Common Sense Media recently released their latest report regarding today’s media consumption and our youth.
Tweens and teens spend about 9-hours a day on media.
This includes a variety of media entertainment such as– music, television, tablets, computers and of course mobile devices.
According to Common Sense, here are a few key findings:
- Youth love media in all forms! Teens use an average of nine hours of entertainment media per day, and tweens use an average of six hours, not including time spent using media for school or homework. Of that, tweens average more than four and a half hours of screen media use a day and teens more than six and a half hours.
- The differences between how girls and boys view media vary. Teen boys average 56 minutes a day playing video games, compared to girls’ seven minutes; and teen girls spend 40 minutes more a day than boys on social media (1:32 vs. 52 minutes).
- Social media is in play, but not always fun. Social media is an integral part of most teens’ lives (45 percent use it “every day”), but only 36 percent say they enjoy using social media “a lot,” compared with 73 percent who enjoy listening to music and 45 percent who enjoy watching TV “a lot.”
What’s important to understand is no matter what form of media your child is interacting with, are you familiar with what it is?
Who or what is influencing them?
It may not be a video game that determines their employment future, but do you know if it is age appropriate for your child?
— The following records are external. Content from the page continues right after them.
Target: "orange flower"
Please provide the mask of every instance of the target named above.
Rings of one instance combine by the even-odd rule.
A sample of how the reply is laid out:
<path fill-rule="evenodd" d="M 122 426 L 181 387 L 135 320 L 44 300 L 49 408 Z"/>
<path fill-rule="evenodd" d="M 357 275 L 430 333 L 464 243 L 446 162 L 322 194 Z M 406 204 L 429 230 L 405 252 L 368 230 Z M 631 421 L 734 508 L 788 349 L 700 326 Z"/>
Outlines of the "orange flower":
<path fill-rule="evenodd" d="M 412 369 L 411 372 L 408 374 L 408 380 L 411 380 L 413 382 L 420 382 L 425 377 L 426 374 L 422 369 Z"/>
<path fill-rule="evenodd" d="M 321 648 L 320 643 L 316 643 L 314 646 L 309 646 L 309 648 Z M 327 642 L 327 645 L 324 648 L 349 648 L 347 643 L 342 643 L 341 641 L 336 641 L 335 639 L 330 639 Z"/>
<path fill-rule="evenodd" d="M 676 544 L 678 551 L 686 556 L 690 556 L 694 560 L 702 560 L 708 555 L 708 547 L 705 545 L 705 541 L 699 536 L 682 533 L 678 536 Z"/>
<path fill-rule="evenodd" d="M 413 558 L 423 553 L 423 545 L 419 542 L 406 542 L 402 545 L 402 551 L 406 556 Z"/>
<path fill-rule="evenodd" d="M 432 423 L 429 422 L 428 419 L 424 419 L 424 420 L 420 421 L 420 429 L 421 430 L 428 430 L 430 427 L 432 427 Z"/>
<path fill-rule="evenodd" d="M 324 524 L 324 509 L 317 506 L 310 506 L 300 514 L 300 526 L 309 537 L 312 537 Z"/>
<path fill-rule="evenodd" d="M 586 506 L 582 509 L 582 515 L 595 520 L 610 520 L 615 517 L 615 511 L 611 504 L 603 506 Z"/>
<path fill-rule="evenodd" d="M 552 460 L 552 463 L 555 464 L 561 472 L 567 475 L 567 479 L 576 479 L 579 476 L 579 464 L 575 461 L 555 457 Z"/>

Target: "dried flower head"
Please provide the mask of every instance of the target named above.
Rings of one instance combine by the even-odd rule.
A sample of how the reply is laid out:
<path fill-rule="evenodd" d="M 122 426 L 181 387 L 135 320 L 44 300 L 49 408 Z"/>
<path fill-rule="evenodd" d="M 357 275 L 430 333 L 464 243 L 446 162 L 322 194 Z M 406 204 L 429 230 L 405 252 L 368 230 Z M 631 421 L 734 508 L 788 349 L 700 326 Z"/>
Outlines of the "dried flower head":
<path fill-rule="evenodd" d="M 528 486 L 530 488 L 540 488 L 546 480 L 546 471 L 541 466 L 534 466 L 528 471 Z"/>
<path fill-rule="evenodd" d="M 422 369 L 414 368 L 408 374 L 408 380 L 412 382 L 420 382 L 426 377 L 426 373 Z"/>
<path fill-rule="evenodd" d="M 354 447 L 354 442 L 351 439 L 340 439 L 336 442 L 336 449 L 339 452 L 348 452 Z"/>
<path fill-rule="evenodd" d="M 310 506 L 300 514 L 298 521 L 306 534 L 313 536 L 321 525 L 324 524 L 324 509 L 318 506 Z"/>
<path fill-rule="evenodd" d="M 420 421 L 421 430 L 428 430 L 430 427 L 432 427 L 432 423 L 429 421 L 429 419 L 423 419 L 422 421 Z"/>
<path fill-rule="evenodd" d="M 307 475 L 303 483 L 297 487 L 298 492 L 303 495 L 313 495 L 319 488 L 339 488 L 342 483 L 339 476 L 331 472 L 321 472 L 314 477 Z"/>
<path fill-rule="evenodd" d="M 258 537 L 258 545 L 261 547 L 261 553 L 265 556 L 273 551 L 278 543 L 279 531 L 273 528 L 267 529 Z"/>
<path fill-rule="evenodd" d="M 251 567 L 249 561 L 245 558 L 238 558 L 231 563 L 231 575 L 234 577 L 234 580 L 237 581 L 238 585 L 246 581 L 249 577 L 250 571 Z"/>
What music is your child listening to? Of course, it’s difficult to control all this, however with your offline discussions, ask them about the artists and music they like. Find out and learn more about who is influencing your child.
Interestingly is how the study relates to social media. It’s not always fun anymore. Why? For those that watched #Being13 The Secret Lives of Teenagers, you will see the stress of what some teens go through to be sure their pictures are perfect, or the struggles of online harassment, compounded with FOMO (fear of missing out).
Isn’t it time we find out who your child’s media and digital influences are?
It’s impossible to be with our kids all the time, but having frequent and consistent offline conversations about their media and digital lives will help them not only make better choices when you aren’t around, it also gives you an opportunity to learn more about their media lives.
Be an involved parent – you will have safer digital kids.